We received this and many similar comments in our public survey as an answer to the question on how to improve science communication. From this, we conclude that many people wish for a better science education program, especially starting at a younger age. Therefore, we decided to put a strong focus on science education. We are certain that involvement of the general public is an important aspect of a scientific project. For this, it is important to promote science education – in all age groups.

Our goal was to cover all age groups with our programs. Thus, we recorded a podcast with various scientific topics, held a webinar on sustainability in laboratories and held workshops for students about biotechnology. To include even the youngest, we have produced radio plays to awaken their interest in science.

Tonie-Boxes

We believe that it is never too early to encourage interest in science among the younger generations in a playful way.

We created radio plays for children aged three to six years to introduce them to science in a child-friendly way.

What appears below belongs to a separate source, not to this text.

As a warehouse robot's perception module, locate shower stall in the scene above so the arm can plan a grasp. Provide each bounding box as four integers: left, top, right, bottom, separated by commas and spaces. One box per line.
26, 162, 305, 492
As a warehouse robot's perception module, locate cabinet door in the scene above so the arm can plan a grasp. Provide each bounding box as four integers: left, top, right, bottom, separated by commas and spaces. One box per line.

Therefore, we have written and recorded two stories that cover scientific topics on a very simple level. To share our stories, we used “Tonie-Boxes”. Tonie-Boxes are the new generation of audio players.

We distributed them to multiple kindergartens and held reading sessions there. We also prepared coloring pictures related to the main characters of our stories for the kids. More information, as well as pictures and feedback about these reading sessions can be found on our subpage Education.

You can find more details about the content of our two stories “Phage Phips on adventure journey” and “Bacillus Becky on search for friends” on our subpage Education. There you can also find the written version of both stories in English and German, as well as audio samples in German. In addition to scientific aspects, central themes such as friendship and diversity are addressed through those stories.

To make it easier to adopt the concept of radio plays, we wrote a guide on “Tonie-Boxes: An innovative way to inspire kids for science”. With this, we hope that more iGEM Teams can build upon our experience to teach science to kids in a simple and playful way.

Biotech Workshop

We prepared and held a workshop for high school students to introduce them to university in general, as well as encourage them to consider biotechnology as a field of study.

Besides explaining and discussing life as a university student with them, we talked about different biotechnological topics and applications. Here the students could show what they already know about science and ask questions.

The students also had the opportunity to isolate DNA from different fruits. Thereby, the students were introduced to scientific work including the theoretical and the practical part of it.

Podcast

We have continued the podcast “Genomenal” from last year in which we explain and discuss different scientific topics. To reach a broader audience, we decided to record the podcast in English. We have intentionally avoided technical terms and complicated processes from the podcast in order to make it more understandable for our listeners. At the same time, we have made the podcast entertaining, so it is fun to listen to. The podcast is mainly about us and our project. Therefore iGEM, biofilms and also phages play a big role in the podcast. In addition, we also wanted to convey other interesting topics. That is why, for example, we produced an episode about antibiotics or bacteria in space.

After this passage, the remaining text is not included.